The Roll Monitor

Alex Tully
4 min readAug 5, 2023

--

After you’ve been using AI art generators for a while, you’ll notice that it’s often tricky to get more complicated compositions. This happened to me recently when I wanted Midjourney to smudge black paint on the lips of a high school student holding a clipboard. When I tried prompting with only text, the paint kept appearing in the wrong places in the image. I’d actually given up on this project, but after my success using the /blend function to make Rice Terrace Ziggurat, I began to wonder if I could do something similar here i.e. decomposing my image into smaller part, then generating each such part as a separate sub-image, and finally blending them.

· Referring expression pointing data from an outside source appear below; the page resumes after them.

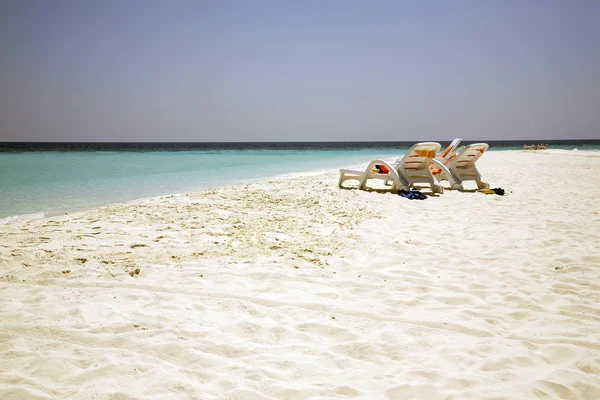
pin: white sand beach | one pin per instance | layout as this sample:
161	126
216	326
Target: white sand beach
295	289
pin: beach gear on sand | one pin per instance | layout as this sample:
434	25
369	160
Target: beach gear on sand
413	194
412	168
498	191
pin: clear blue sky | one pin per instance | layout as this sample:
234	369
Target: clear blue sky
116	70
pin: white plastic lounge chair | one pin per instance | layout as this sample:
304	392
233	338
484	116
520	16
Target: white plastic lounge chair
462	167
371	173
439	166
412	168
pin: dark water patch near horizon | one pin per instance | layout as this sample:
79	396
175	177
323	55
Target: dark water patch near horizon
18	147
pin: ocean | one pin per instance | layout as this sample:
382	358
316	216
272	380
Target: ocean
44	179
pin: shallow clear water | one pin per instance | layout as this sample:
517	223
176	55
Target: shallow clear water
48	178
55	182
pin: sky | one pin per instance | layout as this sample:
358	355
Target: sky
287	70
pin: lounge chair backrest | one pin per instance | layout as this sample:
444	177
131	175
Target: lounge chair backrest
467	156
419	156
450	150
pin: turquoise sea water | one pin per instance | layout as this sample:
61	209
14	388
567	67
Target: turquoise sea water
56	182
37	183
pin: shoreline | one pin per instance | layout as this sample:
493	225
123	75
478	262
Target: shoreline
36	215
293	288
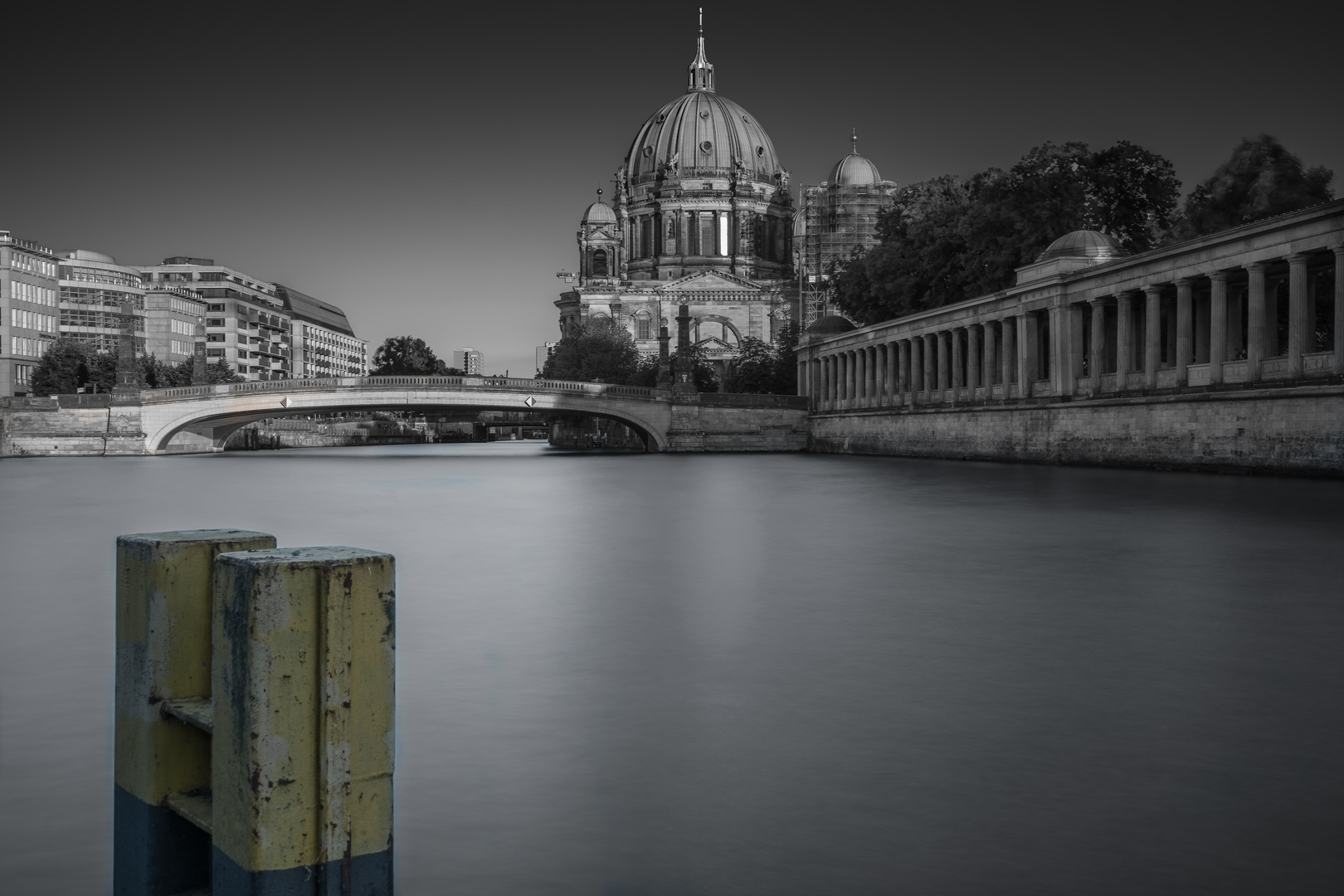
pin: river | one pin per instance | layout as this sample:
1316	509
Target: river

I decided to start with the hardest part: How could I get the smudge of paint around the lips? Midjourney was struggling with this, so I wanted to avoid potential distractions in the prompt for this portion of the image. My prompt for this was: closeup of ring of black_paint smudged surrounding lips, red_lipstick

EDITED TO ADD: Please see this post for why I used underscores between some of the words in the above prompt.

3/4 of the results looked awful, with the paint dripping like chocolate sauce. But one of them was good enough:

Then I put everything else I wanted in the prompt for the second image, which was: upper_body_shot, Australian teenage girl, holding a clipboard, in school uniform with white polo_shirt, glazed_eyes, dilated_pupils, expressionless, thick_makeup, chain_link fence, ashpalt, schoolyard, film_noir, harsh_lighting, harsh_shadows, chiaroscuro, tinted monochrome, A7R II — s 50 — style raw — no tie, schoolbag

The closest match to my vision was:

There was good and bad news when I blended them. The good news was that the blend yielded many images with the paint in the right place. The bad news was that all of them not only got rid of the clipboard, but changed the clothes on my subject!

Clearly the bot was going to need more guidance. I solved the problem with the following multi-prompt (for easy reference, I’ve split it into a list, where each element has a separate numerical item):

  1. <URL to Image of Girl>
  2. <URL to Image of Paint on Lips>
  3. upper_body_shot, Australian teenage girl, holding a clipboard, in school uniform with white polo_shirt, glazed_eyes, dilated_pupils, expressionless, thick_makeup, chain_link fence, asphalt, schoolyard, film_noir, harsh_lighting, harsh_shadows, chiaroscuro, tinted monochrome, A7R II::
  4. closeup of ring of black_paint smudged surrounding lips, red_lipstick::
  5. white polo shirt, school uniform, clipboard::
  6. tie, schoolbag::-1
  7. — s 50 — style raw

#3 and #4 are the same prompts that I already used to generate the images of the girl and the paint, respectively. The important element is #5. This is a list of everything that Midjourney was leaving out from the blended image.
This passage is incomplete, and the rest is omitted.